I have a friend who has machines from each country. He runs multi million dollar machining centers that produce everything from precision medical instruments to rocket components. When they say that the US can't compete anymore he proves them wrong. And he became quite successful in the process of proving them wrong.
 
lol, yeah I noticed that right off. Would be nice if they would keep it to one page and just let the user view >100% as needed. Or better yet, divide it into pistol/shotgon vs rifle sheets but provided together so the reader can see both and not wonder where their overlap powder went.
 
In my opinion India is the worst for quality and precision.
Paul
Yeah, they can produce pretty sloppy product but they don't make any of the machines that I'm aware of.

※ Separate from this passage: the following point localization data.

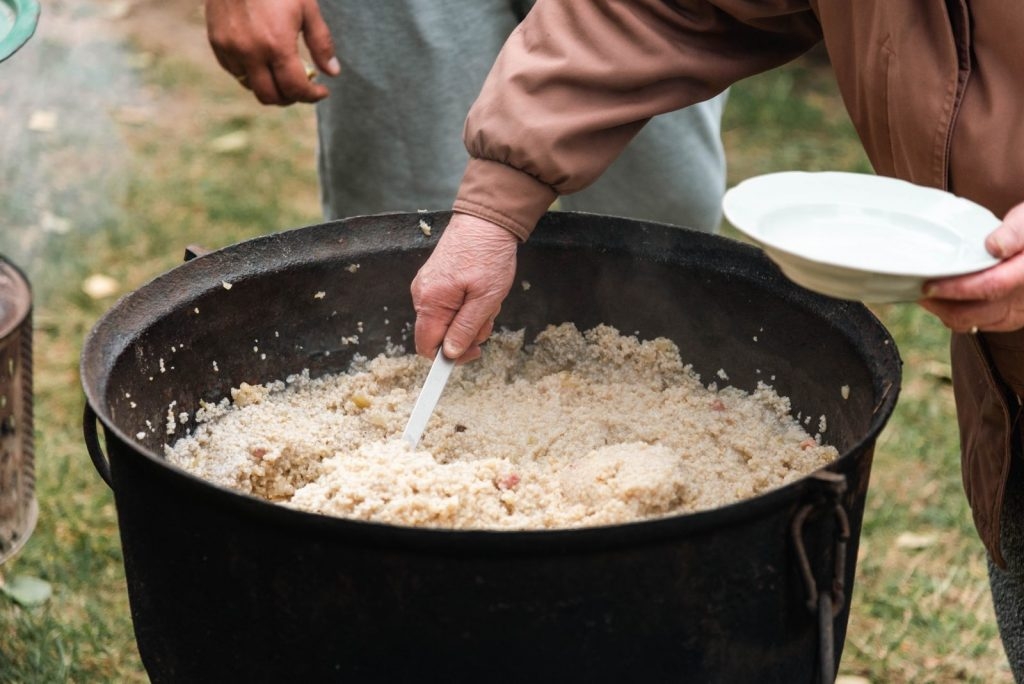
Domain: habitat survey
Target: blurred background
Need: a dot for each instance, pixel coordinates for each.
(122, 141)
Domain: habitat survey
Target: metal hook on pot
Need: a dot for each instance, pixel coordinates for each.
(91, 434)
(825, 604)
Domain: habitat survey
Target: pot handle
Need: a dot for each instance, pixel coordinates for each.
(99, 459)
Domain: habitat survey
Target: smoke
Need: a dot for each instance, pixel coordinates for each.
(62, 161)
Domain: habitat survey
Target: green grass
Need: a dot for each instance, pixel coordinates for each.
(918, 614)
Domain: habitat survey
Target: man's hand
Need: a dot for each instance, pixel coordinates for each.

Pakistan is the same in that regard. What cracks me up are the custom knives in the pages of NRA produced mags and marketing materials where the knives they offer are Pakistani made Damascus bladed knives that you can buy for 10 bucks or less all day long. The Damascus blades are not the same as the Japanese blades.
 
A little Trivia......During WW2, Dupont companies produced one million
pounds of powder "per day" for the war effort. After the war, 1.6 million
tons of powder were dumped at sea for disposal.....
I live about 5 miles from one of the Dupont powder manufacturing sites. I'm not certain when, though I believe in the war years, but there was an explosion that killed several people employed there.

The land is still fenced off and owned at one point by folks who attempted to make it into a game farm. I believe it's exchanged hands many times.